Il rapporto evidenzia anche alcune tendenze positive. Ad esempio, dal 2010 molti Paesi hanno visto diminuire la percentuale di bambini che vivono in strutture di accoglienza. In Bulgaria, Moldavia e Georgia, i dati suggeriscono che l’assistenza familiare è diventata il tipo dominante di sistemazione alternativa formale, poiché i governi hanno perseguito politiche di deistituzionalizzazione e hanno effettuato investimenti significativi nell’assistenza familiare. In Turchia e Romania, gli investimenti nella prevenzione, nel sostegno alle famiglie e nella promozione dell’affido hanno contribuito a ridurre il numero di bambini in alcuni tipi di strutture residenziali, come le case famiglia.
Tuttavia, i progressi sono stati scarsi per i bambini con disabilità, che hanno molte più probabilità di essere collocati in strutture residenziali rispetto ai bambini senza disabilità. Nei Paesi in cui i dati sono disponibili, i bambini con disabilità rappresentano tra il 4% e l’87% dei bambini in strutture residenziali. In più della metà dei Paesi con dati disponibili, la percentuale di bambini con disabilità in tutti i tipi di strutture residenziali formali è aumentata tra il 2015 e il 2021.

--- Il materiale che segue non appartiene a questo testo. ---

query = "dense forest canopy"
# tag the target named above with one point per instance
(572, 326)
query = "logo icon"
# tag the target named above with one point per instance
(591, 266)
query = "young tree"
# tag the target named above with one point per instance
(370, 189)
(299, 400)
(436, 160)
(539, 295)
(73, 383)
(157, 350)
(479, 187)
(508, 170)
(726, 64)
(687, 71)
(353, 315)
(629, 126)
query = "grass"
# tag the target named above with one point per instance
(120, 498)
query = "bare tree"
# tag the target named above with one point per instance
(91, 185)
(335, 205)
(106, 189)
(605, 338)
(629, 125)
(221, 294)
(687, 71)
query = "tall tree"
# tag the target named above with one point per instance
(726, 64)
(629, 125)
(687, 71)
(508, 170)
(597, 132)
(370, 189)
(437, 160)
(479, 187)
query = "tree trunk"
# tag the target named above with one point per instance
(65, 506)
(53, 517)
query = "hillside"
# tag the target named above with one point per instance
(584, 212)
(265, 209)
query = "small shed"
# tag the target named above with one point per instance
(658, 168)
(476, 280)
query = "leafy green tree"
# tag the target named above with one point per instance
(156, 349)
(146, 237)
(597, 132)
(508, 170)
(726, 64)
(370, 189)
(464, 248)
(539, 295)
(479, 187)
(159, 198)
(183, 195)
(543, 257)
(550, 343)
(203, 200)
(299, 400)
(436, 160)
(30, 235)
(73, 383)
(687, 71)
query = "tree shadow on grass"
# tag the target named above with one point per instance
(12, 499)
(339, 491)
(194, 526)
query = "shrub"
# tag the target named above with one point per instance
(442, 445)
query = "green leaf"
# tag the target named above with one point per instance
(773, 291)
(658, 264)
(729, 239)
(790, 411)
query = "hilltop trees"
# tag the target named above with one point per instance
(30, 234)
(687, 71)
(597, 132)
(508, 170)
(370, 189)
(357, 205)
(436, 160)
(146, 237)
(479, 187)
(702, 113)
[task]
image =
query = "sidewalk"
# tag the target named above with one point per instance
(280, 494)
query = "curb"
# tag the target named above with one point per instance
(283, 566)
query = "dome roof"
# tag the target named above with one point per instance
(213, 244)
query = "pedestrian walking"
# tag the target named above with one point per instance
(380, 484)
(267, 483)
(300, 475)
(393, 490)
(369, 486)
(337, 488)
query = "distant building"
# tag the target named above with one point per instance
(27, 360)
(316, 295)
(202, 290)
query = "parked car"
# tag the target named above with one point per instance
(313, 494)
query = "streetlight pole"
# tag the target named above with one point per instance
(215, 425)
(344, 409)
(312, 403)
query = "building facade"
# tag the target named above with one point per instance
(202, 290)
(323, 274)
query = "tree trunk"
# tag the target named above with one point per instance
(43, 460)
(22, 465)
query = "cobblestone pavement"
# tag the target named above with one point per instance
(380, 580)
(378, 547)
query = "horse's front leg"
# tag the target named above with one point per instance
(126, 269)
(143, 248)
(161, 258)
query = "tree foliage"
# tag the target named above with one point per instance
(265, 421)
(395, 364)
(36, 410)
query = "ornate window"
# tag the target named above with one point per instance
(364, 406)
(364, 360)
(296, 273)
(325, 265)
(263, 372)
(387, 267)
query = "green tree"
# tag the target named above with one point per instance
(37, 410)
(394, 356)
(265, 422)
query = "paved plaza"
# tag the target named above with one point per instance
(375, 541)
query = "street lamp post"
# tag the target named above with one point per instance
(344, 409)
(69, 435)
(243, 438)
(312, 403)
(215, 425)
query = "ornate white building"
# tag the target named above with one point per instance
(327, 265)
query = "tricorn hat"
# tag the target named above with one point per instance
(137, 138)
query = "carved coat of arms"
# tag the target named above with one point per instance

Gli impatti negativi della separazione familiare e dell’istituzionalizzazione sulla salute, lo sviluppo e il benessere dei bambini sono ben documentati. I bambini che vivono in istituti di grandi dimensioni sono spesso vittime di negligenza emotiva e di tassi più elevati di abuso e sfruttamento, esponendoli a problemi di salute mentale, disagio psicologico e traumi.
I bambini in istituto possono avere difficoltà a instaurare relazioni positive durante l’infanzia e l’età adulta, sentendosi isolati e soli.
I bambini che si trovano in strutture residenziali – soprattutto in tenera età – possono subire ritardi cognitivi, linguistici e di altro tipo nello sviluppo e hanno maggiori probabilità di entrare in conflitto con la legge, perpetuando i cicli di istituzionalizzazione.
In linea con la Convenzione sui diritti dell’infanzia e dell’adolescenza, con la Convenzione sui diritti delle persone con disabilità e con le Linee guida delle Nazioni Unite sull’assistenza alternativa, l’UNICEF chiede la chiusura sistematica degli istituti di grandi dimensioni utilizzati per ospitare ed educare i bambini. Ciò include la sostituzione delle strutture residenziali che ospitano bambini con disabilità o bambini non accompagnati e separati, con un’assistenza di alta qualità a livello familiare e comunitario. L’UNICEF chiede investimenti adeguati per sostenere l’identificazione precoce e l’intervento tempestivo per i bambini a rischio, una forte forza lavoro nei servizi sociali, servizi di sostegno alle famiglie per prevenire inutili separazioni familiari e affidi di qualità per i bambini che necessitano di protezione.È fondamentale riallocare le risorse dall’assistenza istituzionale a quella familiare e comunitaria e garantire investimenti in dati di qualità.
L’UNICEF collabora con i governi e i partner in tutta la regione per aiutare a mantenere le famiglie unite e sostenere l’assistenza familiare e comunitaria.
Ciò include lo sviluppo e l’attuazione di politiche e programmi di deistituzionalizzazione, l’aumento dei servizi di protezione e di sostegno alle famiglie per evitare che i bambini vengano separati dalle loro famiglie, la promozione di un’assistenza basata sulla famiglia e sulla comunità, il ricongiungimento familiare e la reintegrazione e la transizione sicura verso una vita indipendente. L’UNICEF collabora inoltre con i governi e gli uffici statistici nazionali per migliorare la disponibilità, la comparabilità e la qualità dei dati sui bambini affidati a strutture alternative.